What do the police and health trusts have to say?
Lancashire Constabulary declined to comment on the matter.
A spokesperson for Lancashire and South Cumbria NHS Foundation Trust said: “We work closely with police forces to provide appropriate care to those experiencing a mental health crisis.
“This includes a mental health access line, which provides specialist mental health advice to both the police and paramedics, when they attend incidents. This is regularly used by the police and we have received positive feedback from them.
“We meet regularly with the police and other partners to discuss how we can continue to improve and we have a dedicated mental health police officer and a clinical police liaison lead, who work together closely to improve care.

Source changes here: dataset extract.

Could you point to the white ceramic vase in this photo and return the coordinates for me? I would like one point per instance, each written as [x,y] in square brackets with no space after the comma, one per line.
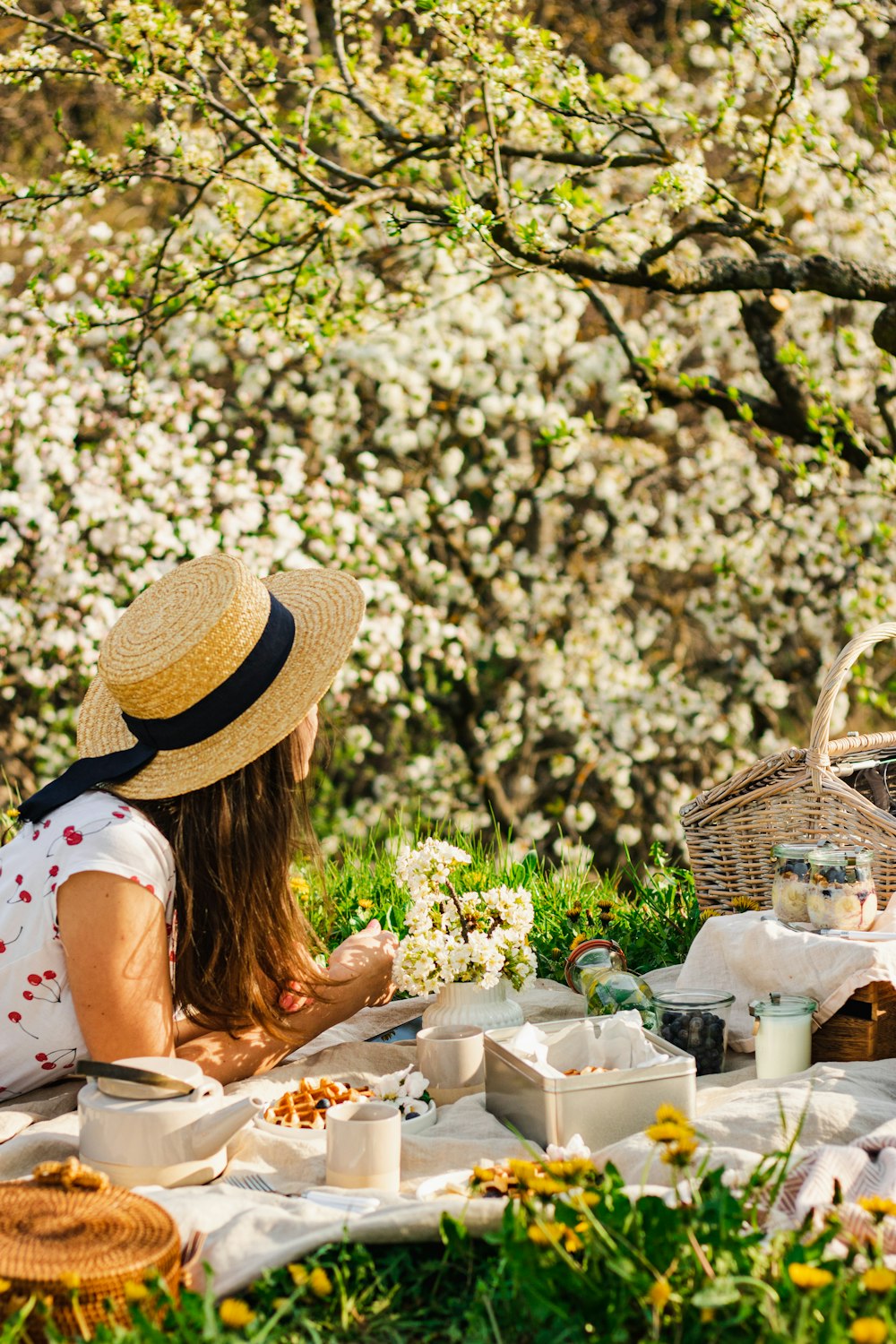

“We have a street triage service for Blackpool, South Cumbria and Pennine, in partnership with the police, which sees mental health practitioners attend scenes with police where there is a need for mental health support. This service is planned to launch later this year in Central and West Lancashire.”
Gill Green, Director of Nursing and Governance for Greater Manchester Mental Health NHS Foundation Trust, which treats patients from Lancashire, said: “We enjoy a positive working relationship with Greater Manchester Police, as much of our work does overlap. We have supported officers with specialist training for when they attend situations where someone may be in a mental health crisis, and we work closely on investigations and issues which have a mental health element.
“We have also opened Section 136 suites across Greater Manchester in the communities we serve which are Bolton, Manchester, Salford, Trafford and Wigan for individuals who are in a mental health crisis and have not committed a crime, but the police have been called by the public. They provide a therapeutic environment for those who need it, and they have saved many police hours and kept their cells free for more appropriate use.
“In no way do we expect GMP to take on the role of the NHS and we work very hard to keep their involvement to an absolute minimum. However there are situations where their support is vital.
“We are aware of Ms Cooper’s concerns and I can confirm I spoke with her in person before Christmas to offer assurance on these matters.”